Grab the GPS signal, convert it to 5V level and send it to the Nikon Camera's 10 Pin plug. http://www.k-i-s.net/article.php?article=20 With that, whenever a picture is taken, the GPS position is part of the EXIF data.
Let the microcontroller release the Camera Shutter. This is a functionality of above 10pin plug and would allow taking pictures in intervals, e.g. every 20 seconds. Or a a button is implemented on the remote XBee so you can operate the shutter from remote.

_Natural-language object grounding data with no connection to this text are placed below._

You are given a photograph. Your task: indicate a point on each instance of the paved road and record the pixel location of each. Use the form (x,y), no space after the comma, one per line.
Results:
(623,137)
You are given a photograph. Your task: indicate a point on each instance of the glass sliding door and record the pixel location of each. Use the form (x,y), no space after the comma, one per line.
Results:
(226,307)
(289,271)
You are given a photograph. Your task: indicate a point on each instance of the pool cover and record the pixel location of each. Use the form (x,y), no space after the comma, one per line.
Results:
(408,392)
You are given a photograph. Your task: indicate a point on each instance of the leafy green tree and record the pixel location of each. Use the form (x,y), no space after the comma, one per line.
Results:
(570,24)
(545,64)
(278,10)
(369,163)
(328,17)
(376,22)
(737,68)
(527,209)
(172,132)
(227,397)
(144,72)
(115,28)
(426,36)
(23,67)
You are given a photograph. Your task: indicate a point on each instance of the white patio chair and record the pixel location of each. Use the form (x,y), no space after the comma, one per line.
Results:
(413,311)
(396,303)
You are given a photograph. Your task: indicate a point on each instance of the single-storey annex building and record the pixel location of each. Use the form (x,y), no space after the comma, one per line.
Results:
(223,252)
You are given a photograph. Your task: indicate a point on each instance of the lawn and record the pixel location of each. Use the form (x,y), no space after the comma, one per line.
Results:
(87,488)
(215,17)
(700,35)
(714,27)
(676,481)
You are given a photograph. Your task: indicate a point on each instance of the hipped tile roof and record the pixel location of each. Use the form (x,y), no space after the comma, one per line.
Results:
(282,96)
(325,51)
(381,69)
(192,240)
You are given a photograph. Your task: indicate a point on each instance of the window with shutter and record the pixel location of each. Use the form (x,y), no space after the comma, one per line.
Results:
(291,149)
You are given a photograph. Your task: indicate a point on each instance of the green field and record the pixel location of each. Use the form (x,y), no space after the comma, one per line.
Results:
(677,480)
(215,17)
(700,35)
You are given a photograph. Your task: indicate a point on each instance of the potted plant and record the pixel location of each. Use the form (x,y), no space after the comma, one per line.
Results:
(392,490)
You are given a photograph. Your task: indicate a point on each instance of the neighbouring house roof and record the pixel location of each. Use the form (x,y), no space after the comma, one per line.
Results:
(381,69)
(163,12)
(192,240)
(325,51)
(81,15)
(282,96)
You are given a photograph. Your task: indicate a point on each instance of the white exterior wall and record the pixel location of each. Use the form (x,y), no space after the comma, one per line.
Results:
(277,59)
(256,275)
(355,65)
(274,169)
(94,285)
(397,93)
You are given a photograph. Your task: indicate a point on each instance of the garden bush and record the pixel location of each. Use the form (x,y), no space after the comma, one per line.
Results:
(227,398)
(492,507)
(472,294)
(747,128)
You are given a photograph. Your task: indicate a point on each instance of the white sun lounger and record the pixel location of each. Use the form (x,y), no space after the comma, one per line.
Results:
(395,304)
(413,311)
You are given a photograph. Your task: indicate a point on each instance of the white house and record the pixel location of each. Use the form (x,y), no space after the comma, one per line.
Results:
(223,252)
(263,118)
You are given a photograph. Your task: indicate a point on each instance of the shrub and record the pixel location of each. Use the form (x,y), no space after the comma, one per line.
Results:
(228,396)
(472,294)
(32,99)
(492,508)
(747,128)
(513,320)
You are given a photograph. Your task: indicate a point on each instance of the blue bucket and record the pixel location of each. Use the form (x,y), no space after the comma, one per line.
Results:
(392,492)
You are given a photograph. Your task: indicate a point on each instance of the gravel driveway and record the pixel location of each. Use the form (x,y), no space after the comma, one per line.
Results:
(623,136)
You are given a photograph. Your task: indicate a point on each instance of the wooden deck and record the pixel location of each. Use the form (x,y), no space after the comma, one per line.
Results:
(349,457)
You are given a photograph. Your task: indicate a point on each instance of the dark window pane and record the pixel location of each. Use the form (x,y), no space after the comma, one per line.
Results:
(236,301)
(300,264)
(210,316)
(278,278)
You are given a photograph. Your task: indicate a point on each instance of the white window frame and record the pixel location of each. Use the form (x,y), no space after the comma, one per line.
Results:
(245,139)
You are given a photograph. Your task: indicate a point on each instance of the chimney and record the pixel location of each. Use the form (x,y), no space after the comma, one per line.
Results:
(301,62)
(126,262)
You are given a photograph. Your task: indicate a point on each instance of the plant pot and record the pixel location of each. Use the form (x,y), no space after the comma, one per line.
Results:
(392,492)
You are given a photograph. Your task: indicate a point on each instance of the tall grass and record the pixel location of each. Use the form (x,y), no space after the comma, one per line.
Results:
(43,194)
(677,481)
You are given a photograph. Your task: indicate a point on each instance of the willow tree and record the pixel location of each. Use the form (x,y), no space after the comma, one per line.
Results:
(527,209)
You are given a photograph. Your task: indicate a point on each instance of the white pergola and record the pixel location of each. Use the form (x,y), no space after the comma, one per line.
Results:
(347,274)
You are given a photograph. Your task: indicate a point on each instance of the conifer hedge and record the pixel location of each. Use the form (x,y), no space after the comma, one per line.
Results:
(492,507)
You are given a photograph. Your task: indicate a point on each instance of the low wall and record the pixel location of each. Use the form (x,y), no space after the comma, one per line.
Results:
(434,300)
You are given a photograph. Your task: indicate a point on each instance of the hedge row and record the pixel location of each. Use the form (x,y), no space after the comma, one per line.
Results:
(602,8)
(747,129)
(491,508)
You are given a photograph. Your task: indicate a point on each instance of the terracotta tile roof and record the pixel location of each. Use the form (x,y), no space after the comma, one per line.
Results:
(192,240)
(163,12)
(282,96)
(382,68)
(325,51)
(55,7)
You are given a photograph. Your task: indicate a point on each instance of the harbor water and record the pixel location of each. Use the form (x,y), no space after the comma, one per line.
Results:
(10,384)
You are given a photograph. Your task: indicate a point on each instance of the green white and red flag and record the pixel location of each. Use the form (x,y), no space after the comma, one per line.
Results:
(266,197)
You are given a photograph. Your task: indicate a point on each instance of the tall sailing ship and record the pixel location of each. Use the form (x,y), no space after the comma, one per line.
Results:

Another otpion would be to use that tripod for Gigapixel images. The you point the camera into one direction, press start and then the camera takes one picture, moves the head by a few degrees, takes another picture, etc and at the end all pictured are merged into one image with extreme high resolution. http://www.tawbaware.com/maxlyons/gigapixel.htm
Another option would be to remove the GPS tracking function and rather remote control the tripod from the computer. The hardware for this is simple, the droids board has an optional USB connector instead of the XBee module. Or we use an USB-to-XBee adapter available from that company as well. You would send some serial commands to the board, the software parses those commands and moves the camera head accordingly. No big challange, just the parser code has to be modified. And then via Nikons Camera Control software you could view the life image on the computer. There seems to be some open libraries (http://www.gphoto.org/) as well to build an integrated solution. Or you simply use a webcam.
Apart from these enhancements there is one particular issue. The microcontroller does not know the servo's initial position. So all it can do is setting the position to central at the beginning at that results in one very quick movement. As the servos are very strong, that does not do the entire construction very good, not to mention the force on the camera. The servos do support programming and with that you can define speed or read the current servo position. And that would be all that is needed. Implementing the protocol would take a while so it will not be possible for me. Right now, I turn on the tripod, let it move to the initial position and then put the camera onto it.
Check with a scope the servo speed implementation works flawlessly. It is not perfect yet as you can see in the video.
See what needs to be done to take the GPS signal and send it to the camera.